E como se reafirma no citado Acórdão do STJ de 30/04/2015, “A circunstância de, uma vez celebrado o negócio contra disposição imperativa, este ser anulável, não significa que o Tribunal consinta, por exemplo, em proceder à divisão de prédio rústico em parcelas inferiores à unidade de cultura, tratando como divisível o que a lei prescreve ser indivisível; tão pouco significa que se imponha ao oficial público ou outra entidade com poderes para o efeito a outorga de escritura de divisão de imóvel em que declaradamente se desrespeite o mencionado artigo 1376.º/1 do Código Civil”.

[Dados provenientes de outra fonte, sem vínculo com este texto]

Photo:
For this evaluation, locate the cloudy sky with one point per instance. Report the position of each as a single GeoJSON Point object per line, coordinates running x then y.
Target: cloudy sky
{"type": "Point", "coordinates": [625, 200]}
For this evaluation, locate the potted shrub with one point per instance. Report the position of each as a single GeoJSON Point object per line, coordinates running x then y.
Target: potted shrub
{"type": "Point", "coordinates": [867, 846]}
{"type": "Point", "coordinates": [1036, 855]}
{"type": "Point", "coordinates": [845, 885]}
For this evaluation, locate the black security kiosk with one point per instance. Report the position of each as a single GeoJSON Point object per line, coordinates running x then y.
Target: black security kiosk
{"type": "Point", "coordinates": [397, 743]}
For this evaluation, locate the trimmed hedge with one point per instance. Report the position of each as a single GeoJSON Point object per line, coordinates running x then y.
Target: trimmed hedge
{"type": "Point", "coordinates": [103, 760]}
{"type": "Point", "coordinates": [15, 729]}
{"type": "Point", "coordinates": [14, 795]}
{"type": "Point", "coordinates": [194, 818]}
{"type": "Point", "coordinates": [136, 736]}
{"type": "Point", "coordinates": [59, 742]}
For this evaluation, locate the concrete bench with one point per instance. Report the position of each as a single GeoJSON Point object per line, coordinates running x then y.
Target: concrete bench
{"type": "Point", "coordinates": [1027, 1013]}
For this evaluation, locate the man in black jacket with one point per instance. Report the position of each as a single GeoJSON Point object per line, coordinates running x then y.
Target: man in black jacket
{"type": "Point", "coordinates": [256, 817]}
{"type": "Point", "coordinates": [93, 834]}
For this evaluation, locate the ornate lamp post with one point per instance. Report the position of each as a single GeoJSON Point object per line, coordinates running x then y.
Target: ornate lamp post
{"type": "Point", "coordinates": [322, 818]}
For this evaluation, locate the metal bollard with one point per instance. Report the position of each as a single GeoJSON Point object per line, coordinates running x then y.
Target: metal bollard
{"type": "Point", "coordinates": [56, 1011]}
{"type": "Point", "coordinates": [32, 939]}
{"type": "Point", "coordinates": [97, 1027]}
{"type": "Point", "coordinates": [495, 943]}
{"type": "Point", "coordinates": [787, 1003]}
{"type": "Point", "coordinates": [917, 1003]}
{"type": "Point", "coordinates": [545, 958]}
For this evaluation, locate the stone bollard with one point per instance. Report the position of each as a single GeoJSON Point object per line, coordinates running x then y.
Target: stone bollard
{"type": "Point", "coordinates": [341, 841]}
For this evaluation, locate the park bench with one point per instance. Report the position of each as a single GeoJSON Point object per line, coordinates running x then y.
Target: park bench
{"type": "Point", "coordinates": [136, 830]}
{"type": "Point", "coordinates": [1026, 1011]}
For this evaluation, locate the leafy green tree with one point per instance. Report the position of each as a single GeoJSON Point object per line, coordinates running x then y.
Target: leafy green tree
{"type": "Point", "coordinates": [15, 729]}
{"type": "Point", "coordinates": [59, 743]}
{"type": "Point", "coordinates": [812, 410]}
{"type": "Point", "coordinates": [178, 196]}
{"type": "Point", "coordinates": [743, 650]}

Assim, se dúvidas houvesse quanto à prevalência do regime previsto no art.º 1376.º e 1379.º do C. Civil sobre o fracionamento e aquisição, por usucapião, verificados os respetivos pressupostos, de parcela de terreno de área inferior a superfície correspondente á unidade de cultura, deixaram de subsistir perante a redação atual do n.º1 do art.º 1379.º do C. Civil, na versão dada pela Lei n.º 111/2015, de 27 de agosto, ao sancionar expressamente com a nulidade os atos de fracionamento ou troca contrários ao disposto nos art.ºs 1376.º e 1378.º.
Ora, quando a lei proíbe obtenção de um determinado resultado, tem de proibir necessariamente todos os meios adequados para o atingir.

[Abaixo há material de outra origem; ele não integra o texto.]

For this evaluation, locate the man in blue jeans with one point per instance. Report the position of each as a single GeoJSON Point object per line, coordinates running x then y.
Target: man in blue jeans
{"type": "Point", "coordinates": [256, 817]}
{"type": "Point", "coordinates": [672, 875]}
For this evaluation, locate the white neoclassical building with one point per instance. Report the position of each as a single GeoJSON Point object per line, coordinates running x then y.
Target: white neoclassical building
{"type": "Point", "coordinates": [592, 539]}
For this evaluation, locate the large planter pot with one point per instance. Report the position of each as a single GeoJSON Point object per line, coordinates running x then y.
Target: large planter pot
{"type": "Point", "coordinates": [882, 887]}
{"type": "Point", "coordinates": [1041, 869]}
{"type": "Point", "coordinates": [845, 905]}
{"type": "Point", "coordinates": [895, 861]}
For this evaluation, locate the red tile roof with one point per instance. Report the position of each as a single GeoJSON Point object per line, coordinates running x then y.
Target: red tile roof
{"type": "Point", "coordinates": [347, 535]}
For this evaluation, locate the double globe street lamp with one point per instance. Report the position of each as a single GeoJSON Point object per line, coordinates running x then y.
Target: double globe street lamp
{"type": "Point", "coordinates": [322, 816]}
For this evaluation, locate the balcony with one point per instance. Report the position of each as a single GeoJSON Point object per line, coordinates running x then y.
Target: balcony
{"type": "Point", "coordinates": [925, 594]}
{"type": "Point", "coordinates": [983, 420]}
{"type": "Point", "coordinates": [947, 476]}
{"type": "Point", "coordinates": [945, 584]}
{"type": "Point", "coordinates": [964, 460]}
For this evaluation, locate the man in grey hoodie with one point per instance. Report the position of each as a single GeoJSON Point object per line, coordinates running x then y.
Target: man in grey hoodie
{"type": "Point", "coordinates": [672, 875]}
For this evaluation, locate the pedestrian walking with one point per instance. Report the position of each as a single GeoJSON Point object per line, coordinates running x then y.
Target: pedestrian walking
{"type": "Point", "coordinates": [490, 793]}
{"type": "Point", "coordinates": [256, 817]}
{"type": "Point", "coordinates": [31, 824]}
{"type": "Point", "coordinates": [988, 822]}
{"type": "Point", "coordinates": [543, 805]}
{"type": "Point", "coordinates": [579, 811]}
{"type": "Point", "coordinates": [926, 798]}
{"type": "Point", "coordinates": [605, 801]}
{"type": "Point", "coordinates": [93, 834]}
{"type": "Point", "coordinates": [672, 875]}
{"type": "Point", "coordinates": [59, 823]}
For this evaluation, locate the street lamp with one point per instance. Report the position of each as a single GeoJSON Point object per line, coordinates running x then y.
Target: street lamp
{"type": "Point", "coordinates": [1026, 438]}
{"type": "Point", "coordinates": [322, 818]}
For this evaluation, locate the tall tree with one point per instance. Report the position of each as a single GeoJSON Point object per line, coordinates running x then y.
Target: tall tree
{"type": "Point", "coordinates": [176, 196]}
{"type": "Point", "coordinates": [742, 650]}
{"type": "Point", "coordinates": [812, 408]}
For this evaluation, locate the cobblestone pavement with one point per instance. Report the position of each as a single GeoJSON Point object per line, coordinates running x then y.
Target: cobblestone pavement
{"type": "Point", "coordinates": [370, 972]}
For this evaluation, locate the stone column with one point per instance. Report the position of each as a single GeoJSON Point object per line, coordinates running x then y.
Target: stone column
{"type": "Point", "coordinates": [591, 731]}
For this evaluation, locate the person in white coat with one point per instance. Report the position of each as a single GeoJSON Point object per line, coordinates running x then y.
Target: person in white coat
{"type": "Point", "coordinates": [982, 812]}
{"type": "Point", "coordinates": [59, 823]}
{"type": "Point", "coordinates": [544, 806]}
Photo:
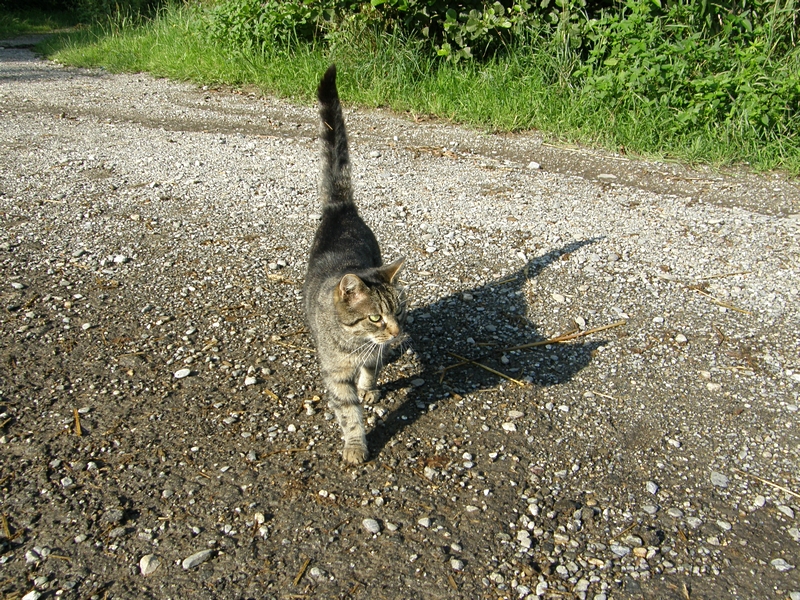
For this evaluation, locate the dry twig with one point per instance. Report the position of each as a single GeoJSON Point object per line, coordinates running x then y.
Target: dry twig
{"type": "Point", "coordinates": [766, 481]}
{"type": "Point", "coordinates": [302, 571]}
{"type": "Point", "coordinates": [78, 431]}
{"type": "Point", "coordinates": [484, 367]}
{"type": "Point", "coordinates": [720, 302]}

Por isso, não faria sentido cominar esses atos de fracionamento contra o disposto no art.º 1376.º, mas permitir o seu fracionamento físico, material e jurídico em consequência da sua aquisição por usucapião, sob pena de, por essa via, estar encontrada a solução para afastar a proibição legal, ou seja, permitia-se a entrada pela janela, já que a porta estava fechada.
Acresce que o próprio art.º 1287.º do C. Civil, admite exceções ao instituto da usucapião, enquanto forma originária de aquisição do direito real de propriedade, ao prever expressamente que “a posse do direito de propriedade ou outro direito real de gozo, mantida por certo lapso de tempo, faculta ao possuidor, salvo disposição em contrário, a aquisição do direito correspondente a sua atuação”.
Repare-se que nesta disposição legal não se estabelece “salvo disposição expressa em contrário”, o que permite afirmar que da conjugação do disposto no art.º 1376.º/1 com o n.º1 do art.º 1379.º, na sua versão atual, fica excluída a aquisição, por usucapião, de parcela de terreno inferior à área correspondente à unidade de cultura.
Acompanhamos, pois, de perto, o que se escreveu no citado Acórdão do STJ de 26/1/2016, “O diálogo entre o direito civil e o direito do urbanismo e o objetivo de aplicação uniforme e coerente do ordenamento jurídico como um todo implicam que as normas de cariz administrativo respeitantes ao fracionamento, ao loteamento e ao destaque de imóveis sejam atendidas aquando do reconhecimento das formas de aquisição da propriedade, mormente da usucapião.
Os tribunais judiciais não podem manter-se como espaços de aplicação exclusiva do direito civil ignorando as intersecções deste com o direito do urbanismo, sendo cada vez mais urgente, face à natureza imperativa e aos interesses públicos que este último prossegue, abandonar este estado “monocromático” das relações entre ambos estes ramos do direito”.
Por essa razão, a decisão recorrida não poderá ser mantida, pelo que procede a apelação.
Porque vencidos, as custas da apelação e da ação serão da responsabilidade dos réus/recorridos – art.º 527.º/1 e 2 do C. P. Civil.